MWMA Members Briefed on Environmental Issues Before Supreme Court
By Susan Jarvis
April 2, 2007
Scott Duboff, attorney for Wright and Talisman, P.C., in a March 14 teleconference, briefed Municipal Waste Management Association (MWMA) members on the environmental issues that have been argued before the Supreme Court these past few months including the topic areas of flow control, global warming, and third party liability.

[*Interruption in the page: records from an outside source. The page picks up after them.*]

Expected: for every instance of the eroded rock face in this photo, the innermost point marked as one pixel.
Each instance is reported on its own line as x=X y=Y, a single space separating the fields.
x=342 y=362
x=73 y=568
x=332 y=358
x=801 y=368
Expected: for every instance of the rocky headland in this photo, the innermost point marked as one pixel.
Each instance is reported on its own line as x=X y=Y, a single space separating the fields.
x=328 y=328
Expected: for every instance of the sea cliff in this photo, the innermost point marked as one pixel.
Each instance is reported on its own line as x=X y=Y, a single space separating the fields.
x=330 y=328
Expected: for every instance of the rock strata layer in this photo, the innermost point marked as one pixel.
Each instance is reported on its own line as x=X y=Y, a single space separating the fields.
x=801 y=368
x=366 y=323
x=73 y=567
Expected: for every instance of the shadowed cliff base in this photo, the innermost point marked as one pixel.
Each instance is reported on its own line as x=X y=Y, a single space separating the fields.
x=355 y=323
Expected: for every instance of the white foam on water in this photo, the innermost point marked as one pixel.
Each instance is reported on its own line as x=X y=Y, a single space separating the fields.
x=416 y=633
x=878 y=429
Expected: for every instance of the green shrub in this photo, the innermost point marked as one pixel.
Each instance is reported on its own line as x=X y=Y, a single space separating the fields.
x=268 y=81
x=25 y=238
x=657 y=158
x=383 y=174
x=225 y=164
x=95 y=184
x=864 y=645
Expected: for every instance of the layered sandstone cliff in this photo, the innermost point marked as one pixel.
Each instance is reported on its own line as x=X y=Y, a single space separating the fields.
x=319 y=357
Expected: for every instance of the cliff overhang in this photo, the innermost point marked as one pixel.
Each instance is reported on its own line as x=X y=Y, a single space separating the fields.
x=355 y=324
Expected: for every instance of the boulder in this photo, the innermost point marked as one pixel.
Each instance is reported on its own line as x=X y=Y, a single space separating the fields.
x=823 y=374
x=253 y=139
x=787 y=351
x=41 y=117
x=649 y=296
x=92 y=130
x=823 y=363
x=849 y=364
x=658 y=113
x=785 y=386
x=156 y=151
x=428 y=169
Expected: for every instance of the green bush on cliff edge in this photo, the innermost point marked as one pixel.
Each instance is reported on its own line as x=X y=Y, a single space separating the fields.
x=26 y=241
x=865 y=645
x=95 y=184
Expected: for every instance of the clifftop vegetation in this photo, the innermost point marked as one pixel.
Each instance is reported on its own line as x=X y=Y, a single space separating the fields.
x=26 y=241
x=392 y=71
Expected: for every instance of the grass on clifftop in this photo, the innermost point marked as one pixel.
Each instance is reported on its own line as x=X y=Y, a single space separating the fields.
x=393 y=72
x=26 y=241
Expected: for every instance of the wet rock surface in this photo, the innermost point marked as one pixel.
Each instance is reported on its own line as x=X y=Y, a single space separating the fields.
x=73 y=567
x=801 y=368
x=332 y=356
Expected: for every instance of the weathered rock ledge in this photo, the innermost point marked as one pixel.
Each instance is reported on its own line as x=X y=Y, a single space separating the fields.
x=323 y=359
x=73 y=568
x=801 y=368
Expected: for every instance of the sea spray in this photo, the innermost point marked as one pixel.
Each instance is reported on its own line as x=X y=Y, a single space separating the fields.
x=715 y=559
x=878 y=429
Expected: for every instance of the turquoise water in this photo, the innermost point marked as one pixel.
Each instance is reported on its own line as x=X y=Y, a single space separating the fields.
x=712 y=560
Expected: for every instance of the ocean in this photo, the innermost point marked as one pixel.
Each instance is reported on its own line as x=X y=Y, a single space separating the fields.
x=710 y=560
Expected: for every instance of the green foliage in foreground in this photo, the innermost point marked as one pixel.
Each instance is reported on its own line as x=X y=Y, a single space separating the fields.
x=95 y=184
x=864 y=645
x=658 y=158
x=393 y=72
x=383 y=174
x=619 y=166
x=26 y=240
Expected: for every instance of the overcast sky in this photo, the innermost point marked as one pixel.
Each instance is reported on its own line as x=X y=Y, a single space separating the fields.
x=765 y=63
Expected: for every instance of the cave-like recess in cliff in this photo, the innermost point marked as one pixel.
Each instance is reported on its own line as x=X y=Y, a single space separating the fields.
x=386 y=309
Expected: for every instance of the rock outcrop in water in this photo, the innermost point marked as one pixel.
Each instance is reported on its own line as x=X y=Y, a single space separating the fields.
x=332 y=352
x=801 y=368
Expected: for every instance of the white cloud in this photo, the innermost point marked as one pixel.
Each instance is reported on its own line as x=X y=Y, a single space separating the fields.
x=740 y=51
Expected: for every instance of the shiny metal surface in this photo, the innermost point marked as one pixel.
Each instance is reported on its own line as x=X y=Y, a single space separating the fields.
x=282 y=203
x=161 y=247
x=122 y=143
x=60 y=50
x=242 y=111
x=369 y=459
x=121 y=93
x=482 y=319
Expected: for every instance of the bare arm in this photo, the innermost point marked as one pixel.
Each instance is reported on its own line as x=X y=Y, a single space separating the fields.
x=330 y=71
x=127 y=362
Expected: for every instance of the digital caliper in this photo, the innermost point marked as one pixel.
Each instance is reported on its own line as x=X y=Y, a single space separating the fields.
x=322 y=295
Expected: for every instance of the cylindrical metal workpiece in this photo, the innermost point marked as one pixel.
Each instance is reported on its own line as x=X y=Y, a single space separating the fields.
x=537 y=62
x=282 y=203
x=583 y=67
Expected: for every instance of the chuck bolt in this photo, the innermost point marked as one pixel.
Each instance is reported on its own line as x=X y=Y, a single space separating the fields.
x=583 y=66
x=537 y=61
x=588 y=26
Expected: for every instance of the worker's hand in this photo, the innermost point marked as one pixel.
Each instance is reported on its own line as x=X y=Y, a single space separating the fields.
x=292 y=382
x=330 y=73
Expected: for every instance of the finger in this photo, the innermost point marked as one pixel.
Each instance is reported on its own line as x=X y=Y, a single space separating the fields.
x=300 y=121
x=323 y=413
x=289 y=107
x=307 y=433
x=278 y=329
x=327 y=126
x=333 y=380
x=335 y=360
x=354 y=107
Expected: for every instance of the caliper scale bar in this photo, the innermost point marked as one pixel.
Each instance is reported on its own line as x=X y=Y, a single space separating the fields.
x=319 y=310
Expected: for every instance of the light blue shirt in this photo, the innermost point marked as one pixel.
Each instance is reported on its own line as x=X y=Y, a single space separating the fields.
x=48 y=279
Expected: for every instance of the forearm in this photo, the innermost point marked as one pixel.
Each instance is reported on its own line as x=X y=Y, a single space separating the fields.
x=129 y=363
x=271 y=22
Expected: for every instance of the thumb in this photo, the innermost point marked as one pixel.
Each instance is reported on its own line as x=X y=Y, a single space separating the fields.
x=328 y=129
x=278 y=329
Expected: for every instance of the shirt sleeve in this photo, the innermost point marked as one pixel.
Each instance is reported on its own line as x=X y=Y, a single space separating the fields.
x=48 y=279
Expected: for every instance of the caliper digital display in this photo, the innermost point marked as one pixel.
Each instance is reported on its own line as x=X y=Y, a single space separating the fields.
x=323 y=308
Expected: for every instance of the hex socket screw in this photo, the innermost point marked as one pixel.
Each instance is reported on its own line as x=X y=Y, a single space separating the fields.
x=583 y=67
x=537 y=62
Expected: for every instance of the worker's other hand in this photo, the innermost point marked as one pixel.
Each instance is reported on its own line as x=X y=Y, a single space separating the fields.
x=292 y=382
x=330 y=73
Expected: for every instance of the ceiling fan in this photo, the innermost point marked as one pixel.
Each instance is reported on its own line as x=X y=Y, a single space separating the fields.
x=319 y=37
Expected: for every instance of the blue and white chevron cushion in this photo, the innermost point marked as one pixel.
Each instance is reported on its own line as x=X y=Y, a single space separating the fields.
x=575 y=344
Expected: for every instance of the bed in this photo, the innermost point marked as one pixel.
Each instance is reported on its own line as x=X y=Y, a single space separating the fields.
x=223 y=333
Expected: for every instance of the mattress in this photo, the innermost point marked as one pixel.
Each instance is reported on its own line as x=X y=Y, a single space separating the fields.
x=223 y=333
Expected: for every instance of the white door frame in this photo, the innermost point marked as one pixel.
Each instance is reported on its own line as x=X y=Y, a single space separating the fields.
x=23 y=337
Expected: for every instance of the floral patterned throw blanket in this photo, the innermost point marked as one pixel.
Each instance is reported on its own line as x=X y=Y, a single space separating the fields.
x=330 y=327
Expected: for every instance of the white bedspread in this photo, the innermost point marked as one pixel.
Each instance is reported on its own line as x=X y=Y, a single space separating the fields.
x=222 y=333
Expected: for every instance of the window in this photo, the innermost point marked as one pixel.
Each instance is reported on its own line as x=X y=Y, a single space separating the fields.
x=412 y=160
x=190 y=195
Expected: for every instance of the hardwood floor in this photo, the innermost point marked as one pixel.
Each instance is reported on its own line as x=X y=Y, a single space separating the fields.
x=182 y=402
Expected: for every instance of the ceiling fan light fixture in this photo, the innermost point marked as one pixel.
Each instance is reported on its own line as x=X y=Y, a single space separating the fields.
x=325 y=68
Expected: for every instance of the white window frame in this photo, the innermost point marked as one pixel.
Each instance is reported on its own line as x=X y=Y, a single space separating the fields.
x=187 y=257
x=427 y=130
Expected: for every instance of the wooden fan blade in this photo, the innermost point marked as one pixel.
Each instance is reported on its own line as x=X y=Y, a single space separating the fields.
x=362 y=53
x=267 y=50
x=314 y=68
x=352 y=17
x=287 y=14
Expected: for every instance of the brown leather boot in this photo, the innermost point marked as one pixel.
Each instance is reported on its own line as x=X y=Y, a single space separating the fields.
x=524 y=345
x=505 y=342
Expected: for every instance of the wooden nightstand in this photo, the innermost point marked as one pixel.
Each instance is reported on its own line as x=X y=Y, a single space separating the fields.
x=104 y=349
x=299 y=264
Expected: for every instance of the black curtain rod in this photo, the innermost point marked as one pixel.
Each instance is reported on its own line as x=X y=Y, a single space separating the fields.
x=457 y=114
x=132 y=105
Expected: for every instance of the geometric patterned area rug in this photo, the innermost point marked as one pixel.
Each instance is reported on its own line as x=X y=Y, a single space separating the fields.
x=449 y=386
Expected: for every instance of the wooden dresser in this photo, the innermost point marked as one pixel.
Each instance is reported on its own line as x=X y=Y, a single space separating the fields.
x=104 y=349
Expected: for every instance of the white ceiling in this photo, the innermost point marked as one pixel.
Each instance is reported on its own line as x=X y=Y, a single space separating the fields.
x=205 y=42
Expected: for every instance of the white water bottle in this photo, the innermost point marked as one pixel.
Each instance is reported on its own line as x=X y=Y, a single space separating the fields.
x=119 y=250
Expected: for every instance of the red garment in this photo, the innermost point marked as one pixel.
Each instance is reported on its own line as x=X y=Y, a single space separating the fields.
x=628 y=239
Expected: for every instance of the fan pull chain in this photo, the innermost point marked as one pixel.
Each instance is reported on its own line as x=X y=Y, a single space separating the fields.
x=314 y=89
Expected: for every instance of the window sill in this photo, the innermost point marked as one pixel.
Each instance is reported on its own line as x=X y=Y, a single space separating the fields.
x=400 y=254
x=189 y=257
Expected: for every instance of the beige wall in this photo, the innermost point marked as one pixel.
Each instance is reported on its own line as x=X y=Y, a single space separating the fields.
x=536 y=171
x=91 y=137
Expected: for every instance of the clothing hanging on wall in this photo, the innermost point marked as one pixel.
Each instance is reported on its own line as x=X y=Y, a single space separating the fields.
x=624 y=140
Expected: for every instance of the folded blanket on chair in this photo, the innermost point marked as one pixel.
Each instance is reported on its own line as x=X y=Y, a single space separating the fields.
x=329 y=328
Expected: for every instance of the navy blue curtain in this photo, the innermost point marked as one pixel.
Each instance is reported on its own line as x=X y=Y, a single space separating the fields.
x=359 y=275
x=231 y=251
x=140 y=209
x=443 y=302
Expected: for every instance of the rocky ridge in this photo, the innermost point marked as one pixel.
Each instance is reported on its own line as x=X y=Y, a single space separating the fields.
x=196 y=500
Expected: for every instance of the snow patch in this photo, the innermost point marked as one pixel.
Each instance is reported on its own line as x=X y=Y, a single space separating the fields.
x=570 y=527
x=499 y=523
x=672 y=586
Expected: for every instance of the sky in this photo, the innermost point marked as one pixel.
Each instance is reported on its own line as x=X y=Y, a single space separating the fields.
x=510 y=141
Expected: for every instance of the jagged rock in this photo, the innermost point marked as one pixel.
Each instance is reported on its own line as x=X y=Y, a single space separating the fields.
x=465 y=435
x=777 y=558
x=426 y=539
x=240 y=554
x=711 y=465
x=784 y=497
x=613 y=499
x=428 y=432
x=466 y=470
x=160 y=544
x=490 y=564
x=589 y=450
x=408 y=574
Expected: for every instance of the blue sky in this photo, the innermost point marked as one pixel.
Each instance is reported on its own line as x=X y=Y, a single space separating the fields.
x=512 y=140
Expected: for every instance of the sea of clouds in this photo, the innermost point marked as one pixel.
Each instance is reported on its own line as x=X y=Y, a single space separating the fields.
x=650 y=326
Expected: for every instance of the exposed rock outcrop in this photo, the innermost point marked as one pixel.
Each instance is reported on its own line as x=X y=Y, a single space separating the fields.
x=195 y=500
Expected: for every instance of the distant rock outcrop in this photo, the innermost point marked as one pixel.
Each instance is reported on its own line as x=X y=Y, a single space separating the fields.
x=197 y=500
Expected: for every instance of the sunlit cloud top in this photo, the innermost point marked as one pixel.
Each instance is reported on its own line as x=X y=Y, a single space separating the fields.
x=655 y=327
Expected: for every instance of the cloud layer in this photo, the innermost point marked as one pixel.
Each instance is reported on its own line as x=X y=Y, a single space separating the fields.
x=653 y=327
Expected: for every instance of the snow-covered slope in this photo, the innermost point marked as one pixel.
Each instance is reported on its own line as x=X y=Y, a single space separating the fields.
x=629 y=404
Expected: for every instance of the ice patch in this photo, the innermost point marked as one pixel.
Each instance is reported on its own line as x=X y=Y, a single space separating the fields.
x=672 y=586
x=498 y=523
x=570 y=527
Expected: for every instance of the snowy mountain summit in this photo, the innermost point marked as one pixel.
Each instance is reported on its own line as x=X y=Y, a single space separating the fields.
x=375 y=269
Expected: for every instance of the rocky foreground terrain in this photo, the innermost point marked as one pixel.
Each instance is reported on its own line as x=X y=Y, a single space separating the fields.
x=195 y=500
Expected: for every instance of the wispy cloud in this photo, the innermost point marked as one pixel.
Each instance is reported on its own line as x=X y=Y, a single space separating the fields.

The main focus of the call was on the issue of flow control and the United Haulers vs. Oneida-Herkimer case. In 1994, the U.S. Supreme Court struck down a flow control ordinance in Clarkstown (NY) that obliged haulers to bring their waste to the Clarkstown Recycling Inc. landfill. The courts upheld the ordinance until the 2nd Court of Appeals when the U.S. Supreme court ruled the ordinance violated the Commerce clause by ruling that garbage was considered commerce. Most state and local flow control ordinances were then overturned which paved the way for increased privatization.
The courts recently disagreed on two new cases resulting in their agreement to hear the United Haulers Association Inc. v. Oneida-Herkimer Solid Waste Management Authority. Previously, in the second circuit court decision, the judge distinguished between publicly owned and privately owned facilities. The judge ruled that there can be no discrimination against out of state waste disposal centers. The 6th Circuit Court, however, did not distinguish between publicly and privately owned facilities. At issue was a question of whether flow control ordinances “impose a burden on interstate commerce that is qualitatively or quantifiably different from that imposed on interstate commerce,” said DuBoff.
The themes of briefs, including amici curaie briefs, from the waste haulers was “local governments are in the business of selling waste disposal services to private haulers and use flow control to shield their market activities from interstate competition.” The counterpoint is that in implementing their core governmental activities for solid waste management, local governments are not engaging in market activities. Duboff explained that discrimination between public and private haulers in relation to the commerce clause is centered on communities that rely on flow control to provide considerably more comprehensive services (recycling, household hazardous waste disposal) than private haulers. A decision is expected soon.
Duboff also briefed listeners on Commonwealth of Massachusetts v. EPA, a global warming case. At issues is whether the Environmental Protection Agency (EPA) has the authority to regulate greenhouse gases (GHG) under section 202(a) (1) of the Clean Air Act. Section 202 (a) (1) directs EPA to prescribe standards to control motor vehicle emissions. Issues in this include, assuming that regulating GHG is part of EPA’s authority, was its decision in 2003 not to regulate GHG reasonable.
Also on the court's docket is the Atlantic Research v. EPA case, which addresses the clean-up of environmentally-contaminated properties. Currently, a potentially responsible party (PRP) that voluntary cleans up a contaminated site without being sued by the government can not seek contribution from other parties. Contribution is only available to sites where a clean-up was ordered. There is a concern by the Conference of Mayors that this might have a chilling effect on the number of brownfield sites that are currently being cleaned up.
The Conference of Mayors has signed onto amicus briefs for all three Supreme Court cases.